I'm using PyPDF2 to alter a PDF document (adding bookmarks). So I need to read in the entire source PDF, and write it out, keeping as much of the data intact as possible. Merely writing each page into a new PDF object may not be sufficient to preserve document metadata.
PdfFileWriter()
does have a number of methods for copying an entire file: cloneDocumentFromReader
, appendPagesFromReader
and cloneReaderDocumentRoot
. However, they all have problems.
If I use cloneDocumentFromReader
or appendPagesFromReader
, I get a valid PDF file, with the correct number of pages, but all pages are blank.
If I use cloneReaderDocumentRoot
, I get a minimal valid PDF file, but with no pages or data.

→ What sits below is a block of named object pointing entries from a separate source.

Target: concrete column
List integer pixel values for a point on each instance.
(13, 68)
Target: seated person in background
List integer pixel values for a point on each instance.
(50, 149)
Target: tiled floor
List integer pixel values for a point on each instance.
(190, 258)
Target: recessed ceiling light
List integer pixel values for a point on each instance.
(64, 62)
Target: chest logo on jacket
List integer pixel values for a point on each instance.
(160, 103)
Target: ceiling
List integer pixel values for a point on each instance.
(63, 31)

This has been asked before, but with no successful answers. Other questions have asked about Blank pages in PyPDF2, but I can't apply the answer given.
Here's my code:
def bookmark(incomingFile):
reader = PdfFileReader(incomingFile)
writer = PdfFileWriter()
writer.appendPagesFromReader(reader)
#writer.cloneDocumentFromReader(reader)
my_table_of_contents = [
('Page 1', 0),
('Page 2', 1),
('Page 3', 2)
]
# writer.addBookmark(title, pagenum, parent=None, color=None, bold=False, italic=False, fit='/Fit')
for title, pagenum in my_table_of_contents:
writer.addBookmark(title, pagenum, parent=None)
writer.setPageMode("/UseOutlines")
with open(incomingFile, "wb") as fp:
writer.write(fp)
I tend to get errors when PyPDF2 can't add a bookmark to the PdfFileWriter object, because it doesn't have any pages, or similar.